Depois de uma parada em Neuquén para dormir um pouco e outras
sete horas de viagem no dia seguinte, chegamos em casa. E nesta
mesma noite, por fim deitado em sua cama, prestes a dormir, o meu pai
se sobressalta quando toca o telefone da sala, ele levanta para atender
e ouve pela primeira vez esse silêncio frio e escuro que tanto o
perturbará por anos. E ainda seguem várias noites nas quais continua
levantando para atender. Porque poderiam ligar de Buenos Aires com
um último laudo urgente, porque no Hospital Italiano as notícias
críticas sempre tinham chegado de madrugada. E ele atende, ele
sempre atende. “Alô”, diz, “alô!” E leva um tempo para se resignar e
desligar.
Antes do banho, o meu pai confere o meu corpo minuciosamente,
inclusive debaixo das axilas, a virilha, e até me faz abrir a boca. Não é
a primeira vez que faz isso desde a volta de Buenos Aires. Ele não sabe
o que procura, talvez marcas na pele, um arranhão, mas não acha
nadica de nada. Me põe na banheira me segurando pelos braços,
prestando atenção para que nem uma só gota de água entre pela
traqueostomia. Molha o meu cabelo devagar, me ensaboa, está atento
à espuma, que só pode cair pela parte de trás da cabeça, e aproveita o
gesto para checar meu couro cabeludo.
“Era uma graça o brinquedo das madeirinhas, né? No posto…”
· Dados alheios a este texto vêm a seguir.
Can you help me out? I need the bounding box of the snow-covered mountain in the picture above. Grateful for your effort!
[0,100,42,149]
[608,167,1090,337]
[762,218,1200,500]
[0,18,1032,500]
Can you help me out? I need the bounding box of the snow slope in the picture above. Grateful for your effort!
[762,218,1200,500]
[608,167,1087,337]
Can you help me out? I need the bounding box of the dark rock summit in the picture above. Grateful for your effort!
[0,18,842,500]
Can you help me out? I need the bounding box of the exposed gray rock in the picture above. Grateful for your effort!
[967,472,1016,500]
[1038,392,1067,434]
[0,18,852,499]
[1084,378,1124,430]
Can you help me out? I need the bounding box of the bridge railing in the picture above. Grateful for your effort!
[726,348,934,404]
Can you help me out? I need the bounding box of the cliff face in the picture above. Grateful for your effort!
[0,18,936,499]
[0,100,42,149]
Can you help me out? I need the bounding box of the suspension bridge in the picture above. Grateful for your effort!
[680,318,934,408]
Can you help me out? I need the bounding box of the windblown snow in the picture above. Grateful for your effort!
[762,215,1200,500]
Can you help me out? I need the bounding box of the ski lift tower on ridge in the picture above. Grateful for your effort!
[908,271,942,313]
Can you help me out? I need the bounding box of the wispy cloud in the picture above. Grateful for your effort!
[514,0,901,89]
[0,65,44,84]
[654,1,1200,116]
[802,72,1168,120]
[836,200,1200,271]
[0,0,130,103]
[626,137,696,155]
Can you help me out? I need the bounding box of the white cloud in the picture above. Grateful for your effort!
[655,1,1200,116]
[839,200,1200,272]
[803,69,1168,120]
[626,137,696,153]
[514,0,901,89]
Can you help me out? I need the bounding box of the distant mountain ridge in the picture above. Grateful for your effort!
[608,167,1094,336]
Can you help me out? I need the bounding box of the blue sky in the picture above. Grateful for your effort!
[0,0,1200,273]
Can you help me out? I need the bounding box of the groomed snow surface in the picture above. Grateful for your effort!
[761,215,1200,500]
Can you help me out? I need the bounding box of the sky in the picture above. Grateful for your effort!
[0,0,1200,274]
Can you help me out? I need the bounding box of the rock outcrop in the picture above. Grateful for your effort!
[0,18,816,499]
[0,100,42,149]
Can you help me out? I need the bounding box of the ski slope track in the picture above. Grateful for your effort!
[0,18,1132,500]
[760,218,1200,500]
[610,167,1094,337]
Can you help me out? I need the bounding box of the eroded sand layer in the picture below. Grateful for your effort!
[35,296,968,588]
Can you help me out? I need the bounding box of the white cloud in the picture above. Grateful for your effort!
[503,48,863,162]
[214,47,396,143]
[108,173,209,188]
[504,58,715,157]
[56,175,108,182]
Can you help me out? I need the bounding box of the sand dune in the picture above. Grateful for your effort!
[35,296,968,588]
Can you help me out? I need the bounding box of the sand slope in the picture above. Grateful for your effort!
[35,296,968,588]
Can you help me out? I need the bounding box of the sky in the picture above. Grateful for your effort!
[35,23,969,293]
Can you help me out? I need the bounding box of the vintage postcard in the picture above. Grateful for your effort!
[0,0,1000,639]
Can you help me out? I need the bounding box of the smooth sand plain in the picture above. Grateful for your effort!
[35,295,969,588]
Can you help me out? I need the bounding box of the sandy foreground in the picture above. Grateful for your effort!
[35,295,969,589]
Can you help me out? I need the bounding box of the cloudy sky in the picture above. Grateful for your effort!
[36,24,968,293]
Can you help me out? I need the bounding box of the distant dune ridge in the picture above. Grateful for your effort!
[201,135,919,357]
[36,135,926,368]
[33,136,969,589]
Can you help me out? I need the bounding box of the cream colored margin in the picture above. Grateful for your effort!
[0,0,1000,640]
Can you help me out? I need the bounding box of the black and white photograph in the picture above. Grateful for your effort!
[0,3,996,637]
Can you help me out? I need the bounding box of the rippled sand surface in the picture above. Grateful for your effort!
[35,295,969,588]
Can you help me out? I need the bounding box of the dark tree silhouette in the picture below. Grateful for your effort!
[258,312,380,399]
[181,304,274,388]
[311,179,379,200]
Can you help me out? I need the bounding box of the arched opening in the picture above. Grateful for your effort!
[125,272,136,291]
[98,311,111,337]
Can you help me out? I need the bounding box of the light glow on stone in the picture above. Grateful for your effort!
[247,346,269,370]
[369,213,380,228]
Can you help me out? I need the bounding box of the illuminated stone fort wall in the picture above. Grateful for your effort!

Faz o comentário como quem não quer nada, para ver o que
acontece. Eu me concentro nos meus joelhos. Mamãe acha que houve
alguma coisa comigo no posto de serviços quando eles não estavam,
que não sou o mesmo, que alguma coisa está acontecendo. O meu pai a
acalma dizendo que estou apenas mais cansado que o normal, mas isso
não é o que ele pensa. Ele me segura pelos ombros, me gira para ele,
acocora-se ao meu lado.
“E a mulher, que tal? Tratou você bem?”
Faço que sim. O meu pai gosta de me segurar assim, comprovar
que as minhas omoplatas ainda são pequenas o suficiente para caber
na palma de suas mãos.
“E o homem? O homem também tratou você bem?” Volto a fazer
que sim, olho a espuma crescendo ao redor dos meus joelhos.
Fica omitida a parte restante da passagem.